Abstract
Molecular imaging is an important tool for evaluating patients with prostate cancer, including those with hybrid histopathology. Although rare, mixed small neuroendocrine tumor/acinar adenocarcinoma exhibit aggressive behavior that necessitates optimal therapy. Molecular imaging has been implemented previously to assess radioligand therapy eligibility in such cases. Interestingly, the uptake of radiotracers targeting prostate-specific membrane antigen (PSMA) and somatostatin receptor may be reduced and can potentially lead to false negative readings in certain tumor types with hybrid features. Therefore, physicians should be aware of different kinds of disparities when assessing these tumor types with the aforementioned modalities.

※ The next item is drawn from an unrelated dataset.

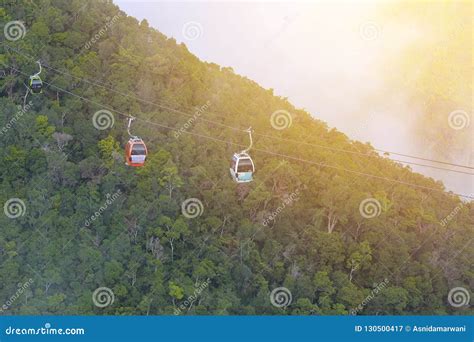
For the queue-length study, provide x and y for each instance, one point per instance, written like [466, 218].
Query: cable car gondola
[135, 150]
[36, 84]
[242, 166]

Keywords: Neuroendocrine prostatic cancers, FDG, PSMA, DOTATOC, Molecular imaging
Fig. 1
Fig. 1.
A 72-year-old male patient with advanced prostatic acinar adenocarcinoma was diagnosed in 2019. His baseline prostate-specific antigen (PSA) level was 700 ng/ml (normal > 4.0). The patient was managed with androgen deprivation therapy for the following 2 years. Afterwards, pelvic computed tomography (CT) imaging showed prostate enlargement despite having normal PSA levels of 0.7 ng/ml. A transurethral resection of prostate biopsy of the prostate revealed mixed small-cell neuroendocrine carcinoma and acinar adenocarcinoma. A baseline fluorodeoxyglucose positron emission tomography/CT (FDG PET/CT) was performed for staging purposes and revealed a focal hypermetabolic lesion in the right transitional zone of the prostate. Multi-disciplinary clinic session decided to start concurrent chemoradiation. After therapy, the patient did not respond well. A follow-up FDG PET/CT (a–d) showed significant disease progression, reflected by an unchanged primary tumor and the development of metastatic pulmonary and liver lesions (arrows). Therefore, 68Galium-PSMA (68Ga-PSMA) PET/CT (e–h) and 68Ga-DOTATOC PET/CT (i–l) were ordered to determine patient eligibility for lutetium therapy. These imaging modalities show limited radioligand therapy response. The last two modalities showed local and equivalent avidity at the prostate (arrows), with otherwise non-avid metastatic lesions elsewhere (arrow-heads). It’s well known that neuroendocrine prostatic cancers are extremely rare compared to prostate adenocarcinoma [1–3]. De novo or disease-related, these tumors usually have negative PSA levels [4, 5]. It is advisable to assess cases of this nature using triple PET modalities in order to determine therapy eligibility and create an optimal plan [6–9]. This picture reflects the aim to predict different patterns of expression when assessing such cases with triple modalities.
Author Contribution
Akram Al-Ibraheem and Ahmed Saad Abdlkadir participated in data acquisition and data analysis. Dhuha Ali Al-Adhami participated in initial drafting of the manuscript and data acquisition. Akram Al-Ibraheem, Nabeela Al-Hajaj, Rami Ghanem, Ramiz Abu-Hijlih, and Samer Salah participated in the study conception and design, data analysis, manuscript revision, and approval of the final content of the manuscript. All authors read and approved the final manuscript.
Data Availability
The current study data are available from the corresponding author on reasonable request.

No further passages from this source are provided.